A questão dos pepinos infectados, mais uma a juntar às outras que também já afectaram alguns dos alimentos que (mais) consumimos, pode ser olhada por diversos prismas. Pelo da produção; Pelo de quem efectuou o transporte ou o armazenamento; Pelo da comercialização e, por último, pelo de quem considera ameaçadora a produção de pepinos espanhóis.
Os primeiros juram a pés juntos não serem os causadores de tal infecção. Os segundos apenas transportaram o produto, não encontrando por isso, motivos que levassem a desconfiar de que estaria ali a sua origem. Os terceiros também não seriam, a menos que conhecessem, os responsáveis pela difusão da infecção. Os quartos, se é que existem, poderiam ser, mas duvido que fossem, ou que existam, porque esta crise afecta todos os pepinos nascidos no espaço comum europeu.
Para o consumidor final, não haverá muita diferença entre uns e outros, a não ser que fossem todos etiquetados, mas mesmo assim não seria de excluir a possibilidade de haver um ou outro funcionário mais atrevido que, por sacanisse ou brincadeira, se entretesse a mudar as etiquetas, tipo o ajudante de farmacêutico a furar os preservativos com um alfinete.

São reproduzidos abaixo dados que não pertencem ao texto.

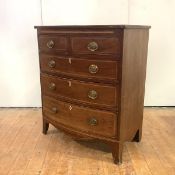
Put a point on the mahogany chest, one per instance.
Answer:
(92, 81)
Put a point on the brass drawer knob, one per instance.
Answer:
(92, 46)
(93, 122)
(92, 94)
(52, 86)
(93, 69)
(54, 110)
(51, 63)
(50, 44)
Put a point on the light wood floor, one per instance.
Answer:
(25, 150)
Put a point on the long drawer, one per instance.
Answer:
(80, 118)
(92, 93)
(99, 69)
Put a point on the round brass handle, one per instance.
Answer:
(92, 94)
(93, 121)
(51, 63)
(92, 46)
(93, 69)
(52, 86)
(54, 110)
(50, 44)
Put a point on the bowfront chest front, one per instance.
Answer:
(92, 81)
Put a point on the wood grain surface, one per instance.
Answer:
(26, 151)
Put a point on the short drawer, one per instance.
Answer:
(52, 43)
(92, 93)
(95, 45)
(80, 118)
(80, 67)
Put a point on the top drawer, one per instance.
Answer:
(53, 43)
(95, 45)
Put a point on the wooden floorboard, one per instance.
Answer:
(24, 150)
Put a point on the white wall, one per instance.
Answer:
(19, 69)
(160, 14)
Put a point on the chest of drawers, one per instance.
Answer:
(92, 81)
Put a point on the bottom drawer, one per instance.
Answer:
(80, 118)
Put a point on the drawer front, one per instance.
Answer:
(80, 118)
(83, 92)
(95, 45)
(79, 67)
(53, 43)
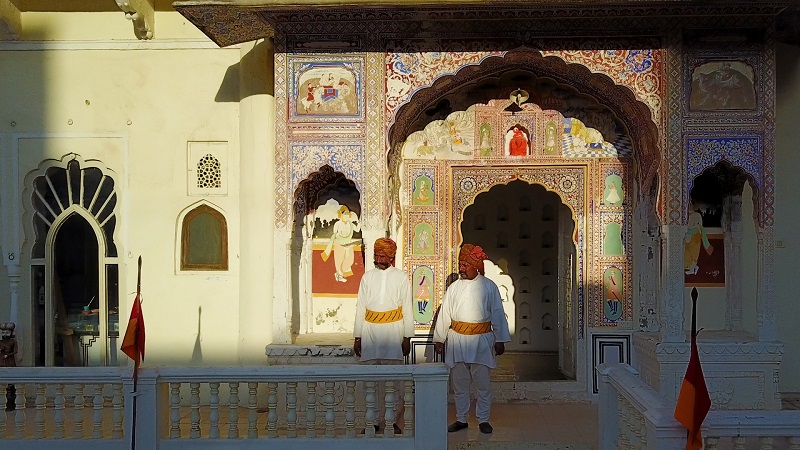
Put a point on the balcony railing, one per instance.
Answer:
(292, 407)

Ora, perante as hipótese e depois de escalpelizada a culpa, muito difícil será descobrir exactamente quem são os verdadeiros responsáveis, que não nós, até porque isso colocaria milhares de pessoas sob suspeita, o que seria completamente impossível de concretizar, tendo em conta a dimensão do espaço onde isso teria que ocorrer. Seja como for, não é novidade que estamos cada vez mais sujeitos a esses e outros tipos de infecções. É um risco que teremos que aceitar, por um lado, por ser extremamente difícil controlar o percurso dos alimentos desde a produção ao consumo final e mais difícil ainda quando se trata de produtos que se consomem sem serem cozinhados e por outro, nem todos temos a possibilidade de cultivarmos uma horta com os produtos que comemos.

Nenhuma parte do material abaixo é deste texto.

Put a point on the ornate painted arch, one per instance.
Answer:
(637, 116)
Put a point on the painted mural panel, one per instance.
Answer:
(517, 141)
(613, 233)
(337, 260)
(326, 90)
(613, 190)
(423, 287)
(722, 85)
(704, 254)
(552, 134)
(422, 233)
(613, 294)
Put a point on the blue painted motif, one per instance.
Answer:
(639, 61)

Perante esta dura e triste realidade, não nos resta senão evitarmos consumir tudo aquilo nos apresentam como saudável, fresco e agradável. Para nosso contento, devemos procurar (?) confiar nas autoridades que, apesar do óbvio desnorte, ainda assim vão conseguindo actuar de forma a alertar os consumidores para os perigos de consumirmos este ou aquele produto. Quanto aos outros (os dos quatro prismas), devem preocupar-se, não tanto com o lucro, mas mais com a qualidade daquilo que vendem, pois só assim conseguem livrar-se da fama, pois do proveito não se livram eles.
1 comentário:
Uma das soluções é um êxodo citadino.